Daher finden wir auch hier zum ersten Mal bei ihm eine Art von Erkenntnisstheorie, einen Ansatz dazu, sich mit den erkenntnisstheoretischen Problemen auseinanderzusetzen, nachdem er ihnen bisher immer aus dem Wege gegangen war, wie er überhaupt gern jedes Problem mied, dem sich nur auf rein begrifflichem Wege beikommen lässt. Jetzt erst bleibt er nicht mehr ohne Weiteres bei der praktischen Philosophie stehen, sondern hält es für nothwendig, auf die Mittel hinzuweisen, mit denen er sich das erkenntnisstheoretische Pförtchen aufgebrochen habe, durch das er zu seinen Hypothesen gelangt. Ziemlich ausführliche Bemerkungen darüber finden sich an den verschiedensten Stellen seiner Werke zerstreut. Es erscheint aber höchst charakteristisch, dass sie sich erst jetzt finden, wo er der Welt des Abstrakt-Logischen principielle Feindschaft erklärt und fest entschlossen ist, alle schwierigen Begriffsknoten, auf die er stossen könnte, mit einem Schwerthieb zu zerhauen: er befasst sich mit der Erkenntnisstheorie eben nur, um sie über den Haufen zu werfen.

Zur Zeit seines Wagnerthums war Nietzsche als Jünger Schopenhauers diesem seinem Meister in der bekannten Interpretirung und Modificirung Kants gefolgt, laut welcher die Fragen nach den höchsten und letzten Dingen ihre Beantwortung finden, zwar nicht durch den Verstand, sondern durch die höchsten Eingebungen und Erleuchtungen des Willenslebens. Später stimmte Nietzsche, unter heftigem Protest gegen diese Annahme der Schopenhauerischen Metaphysik, der strengen Selbstbescheidung der Erfahrungswissenschaft zu, welche sich mit dem Verstandeserkennen auf den ihm zugänglichen Gebieten begnügt. Aber Nietzsche hielt diese Zustimmung nur so lange aufrecht, als er mit Hilfe eines fanatischen Intellektualismus sich aus dem bescheidenen Verstandeserkennen ein ihn begeisterndes Wahrheitsideal zu schaffen vermochte, dem sich sein Wille und Seelenleben blind unterwarf. Sobald sein Fanatismus sich erschöpft hatte, sobald seine Begeisterung die intellektuellen Ziele und Werthe nicht mehr in so über-schwänglich-idealer Beleuchtung sah, wurde er derselben überhaupt überdrüssig und verlangte nach neuen Idealen. In diesem Verlangen ging ihm nun innerhalb des Positivismus eine Einsicht auf, die er bisher nicht beachtet hatte: nämlich die Einsicht in die Relativität alles Denkens, die Zurückführung alles Verstandeserkennens auf die rein praktische Grundlage des menschlichen Trieblebens, dem es entstammt und von dem es dauernd abhängig ist.
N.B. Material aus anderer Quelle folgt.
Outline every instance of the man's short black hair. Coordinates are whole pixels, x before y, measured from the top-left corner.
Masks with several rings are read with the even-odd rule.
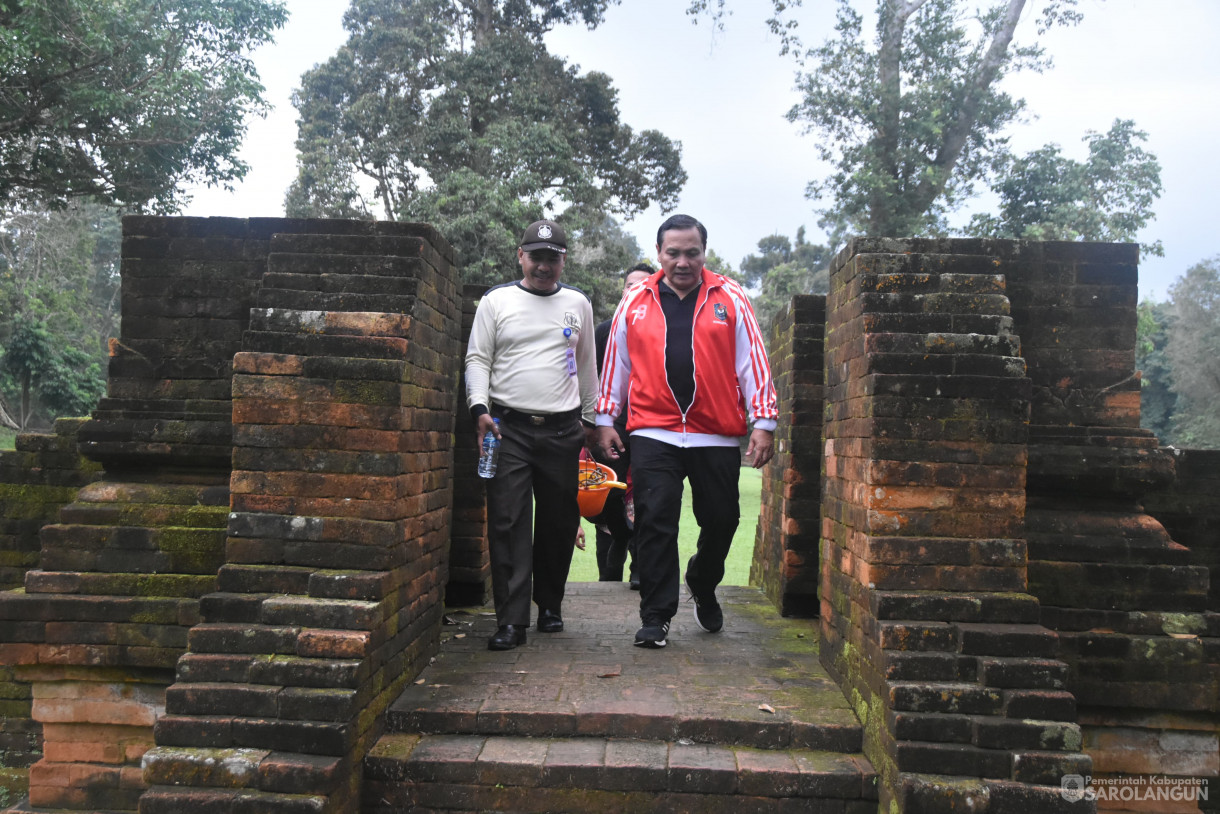
[[[656,229],[656,248],[661,248],[661,236],[664,236],[670,229],[699,229],[699,237],[703,238],[703,248],[708,248],[708,228],[694,220],[689,215],[671,215],[664,223],[661,228]]]

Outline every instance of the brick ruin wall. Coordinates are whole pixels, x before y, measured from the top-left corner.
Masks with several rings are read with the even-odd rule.
[[[825,398],[826,445],[781,422],[753,578],[797,613],[789,502],[821,475],[822,658],[904,810],[1057,810],[1071,770],[1215,782],[1218,467],[1181,452],[1174,480],[1138,428],[1135,251],[856,240],[825,373],[793,362],[824,333],[803,298],[776,320],[781,411]]]
[[[77,450],[83,419],[60,419],[50,433],[17,436],[15,449],[0,452],[0,591],[18,588],[38,567],[38,532],[54,524],[81,487],[101,466]],[[21,641],[21,627],[4,641]],[[43,754],[43,727],[30,718],[30,686],[0,661],[0,807],[16,803],[28,787],[29,766]]]
[[[350,810],[439,638],[449,248],[420,225],[129,217],[122,273],[78,431],[105,474],[0,593],[32,697],[12,711],[44,733],[30,804]]]
[[[1133,247],[855,240],[832,272],[773,328],[752,580],[821,615],[882,807],[1214,779],[1220,467],[1175,480],[1138,430]],[[124,222],[107,397],[0,454],[34,805],[353,810],[443,593],[487,597],[456,277],[415,225]]]
[[[826,298],[802,294],[780,309],[769,337],[781,409],[775,456],[762,467],[750,585],[786,616],[817,615],[825,326]]]

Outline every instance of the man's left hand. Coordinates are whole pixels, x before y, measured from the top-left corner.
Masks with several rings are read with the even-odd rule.
[[[750,433],[750,443],[745,448],[745,456],[750,459],[754,469],[762,469],[775,454],[775,433],[769,430],[754,430]]]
Diesem Wege, der ihm von seinen eigenen philosophischen Genossen vorgezeichnet war, brauchte er nur mit gewohnter Exaltation zu folgen, um schliesslich zu seiner ursprünglichen Schätzung der Affekte zürückzugelangen. Denn was für die Andern nur eine natürliche Consequenz war, welche die moderne Erkenntnisstheorie zieht, und welche die Methode und die Resultate der Erfahrungswissenschaft als solche gar nicht berührt, daraus entnahm Nietzsche den Anstoss zu einem völligen Gesinnungswechsel. Mit derselben äussersten Uebertreibung und demselben Fanatismus, mit denen er das streng begriffliche Denken als höchstes Wahrheitsideal angebetet hatte, verhöhnt er es jetzt als etwas Geringes und Niedriges gegenüber den Trieben, die es in Wahrheit regieren.
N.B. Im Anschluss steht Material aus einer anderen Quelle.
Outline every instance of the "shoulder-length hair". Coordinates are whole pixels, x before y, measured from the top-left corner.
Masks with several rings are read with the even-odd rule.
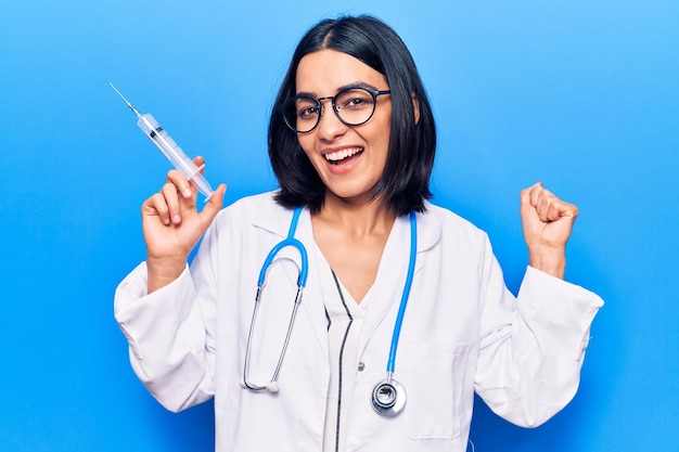
[[[302,38],[279,90],[269,122],[269,158],[281,185],[277,202],[320,211],[325,185],[302,150],[297,133],[284,122],[281,105],[296,94],[299,61],[322,49],[351,55],[384,75],[392,91],[392,125],[386,165],[375,196],[396,215],[423,211],[432,196],[430,177],[436,152],[436,126],[412,55],[399,36],[371,16],[324,20]],[[419,111],[415,120],[414,108]]]

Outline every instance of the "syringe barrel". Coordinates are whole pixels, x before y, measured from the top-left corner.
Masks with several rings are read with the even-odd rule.
[[[188,179],[192,180],[205,196],[209,197],[213,194],[212,186],[201,175],[201,168],[184,154],[182,148],[179,147],[175,140],[161,127],[158,121],[155,120],[151,114],[139,115],[137,126],[139,126],[144,134],[153,141],[153,144],[165,154],[172,166],[181,171]]]

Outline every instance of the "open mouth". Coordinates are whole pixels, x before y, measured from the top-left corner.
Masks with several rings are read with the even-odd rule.
[[[331,152],[329,154],[325,154],[324,157],[325,160],[328,160],[328,163],[330,163],[331,165],[340,165],[341,163],[347,162],[353,157],[356,157],[362,152],[362,147],[349,147],[346,150]]]

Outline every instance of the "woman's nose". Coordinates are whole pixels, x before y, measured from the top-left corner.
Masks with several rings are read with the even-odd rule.
[[[347,126],[340,120],[332,102],[322,101],[321,117],[318,124],[318,135],[321,140],[333,140],[347,131]]]

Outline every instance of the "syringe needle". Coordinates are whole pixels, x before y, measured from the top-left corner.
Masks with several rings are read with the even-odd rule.
[[[134,115],[137,115],[137,117],[141,116],[141,114],[137,111],[137,108],[134,108],[134,105],[132,105],[130,103],[130,101],[128,101],[127,99],[125,99],[125,95],[123,95],[120,93],[120,91],[118,91],[118,89],[116,87],[113,86],[113,83],[110,81],[108,85],[111,86],[111,88],[113,88],[113,90],[120,96],[120,99],[123,99],[125,101],[125,103],[127,104],[127,106],[129,106],[132,112],[134,112]]]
Was sich inzwischen verändert hat, ist zwar nur seine Stimmung, nur seine Gefühlsauffassung der Sachlage, aber eben dies besagt für Nietzsche Alles: es veisst ihn allmählich fort zu immer weitergehenden Folgerungen und wird so schliesslich zum Ausgangspunkt für eine neue Weltanschauung.

Dieser Verlauf ist typisch für die Entstehung aller Grundgedanken in Nietzsches »Zukunftsphifosophie-«; ihm werden wir in seiner Erkenntnisstheorie wie in seiner Morallehre, in seiner Äesthetik wie in seiner letzten Mystik wieder begegnen und stets dieselben drei Entwicklungsstufen daran wahrnehmen: zuerst das Anknüpfen an einzelne letzte Consequenzen der modernen Erfahrungswissenschaft, dann ein Umschlagen seiner Gemüthsstimmung in der Auffassung solcher Ergebnisse, ihre Zuspitzung und Uebertreibung bis aufs Aeusserste, und endlich, daraus fliessend, seine eigenen, neuen Theorien.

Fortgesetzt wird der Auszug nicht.